Wie bits'nbytes schon angemerkt hat, könnt ihr eure Software auch mit der AR000 testen, wenn ihr kein PP65 zur Verfügung habt.

Eine weitere einfache Art der Kommunikation mit dem Panel wäre noch Modbus TCP. Hierbei würde man sich den PVI Dongle sparen und für C++ wird es sicherlich auch fertige Libraries geben.


----------



## etiprojekt (25 Oktober 2011)

Das Problem ist, dass wir auf den Entwicklungsrechner auch nur wöchentlich Zugang haben. Heute Mittag gehts weiter, ich informiere euch hier dann über Neuigkeiten. Danke für die Resonanz!


----------



## etiprojekt (22 November 2011)

Hallo, wir haben das jetzt heute (erst) so hinbekommen.
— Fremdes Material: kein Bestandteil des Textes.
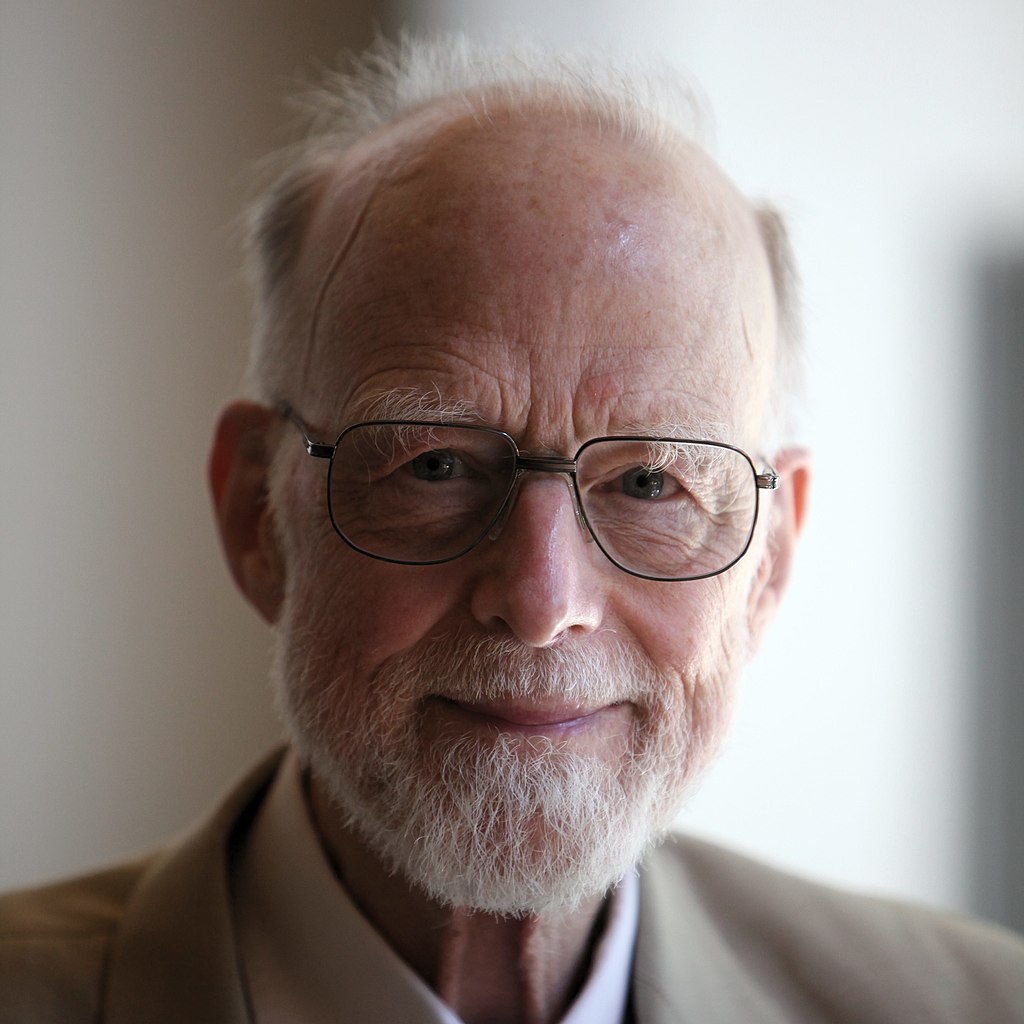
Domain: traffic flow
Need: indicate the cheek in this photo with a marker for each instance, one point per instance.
(356, 612)
(690, 630)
Jetzt ist ein weiteres Problem aufgetreten:

Wir können uns nur mit dem B&R System verbinden, wenn Automation Studio im Hintergrund läuft. Wie kann man das Problem lösen?


----------



## Michael.Uray (22 November 2011)

Der PVI Manager sollte eigentlich über das PVI Service automaitsch gestartet werden. Falls dies aus irgendeinem Grund (PVIAutoStart = 0) nicht der Fall sein sollte, könnt ihr den Manager auch manuell starten oder den entsprechenden Windows Dienst (Falls dieser installiert wurde) auf Automatik stellen.
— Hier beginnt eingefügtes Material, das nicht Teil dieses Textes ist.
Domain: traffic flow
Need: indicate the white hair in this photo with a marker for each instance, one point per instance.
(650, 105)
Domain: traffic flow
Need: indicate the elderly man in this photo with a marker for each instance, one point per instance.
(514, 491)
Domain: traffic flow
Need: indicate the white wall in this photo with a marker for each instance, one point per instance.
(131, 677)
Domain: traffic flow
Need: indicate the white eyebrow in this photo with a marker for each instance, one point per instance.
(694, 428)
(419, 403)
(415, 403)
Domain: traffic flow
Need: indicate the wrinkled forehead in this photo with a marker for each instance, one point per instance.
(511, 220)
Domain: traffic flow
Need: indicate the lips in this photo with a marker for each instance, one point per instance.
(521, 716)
Falls dies nicht der Fall ist, wäre es auch noch möglich, dass sich die SPS in einem anderen Subnetz  befindet und die IP Adressauflösung über die Knotennummer nicht möglich ist. Ich würde die Verbindungsparamter wie folgt angeben, dann gibt es diese Problem auch nicht:
PviCpu.Connection.DeviceType = DeviceType.TcpIp;
PviCpu.Connection.TcpIp.DestinationIpAddress = "192.168.0.224";
PviCpu.Connection.TcpIp.SourceStation = 98;
PviCpu.Connection.TcpIp.SourcePort = 11159;
PviCpu.Connection.TcpIp.DestinationPort = 11159; // Achtung! Port 11160 für AR000 verwenden


----------



## etiprojekt (29 November 2011)

Super, danke! Jetzt funktioniert alles bestens


----------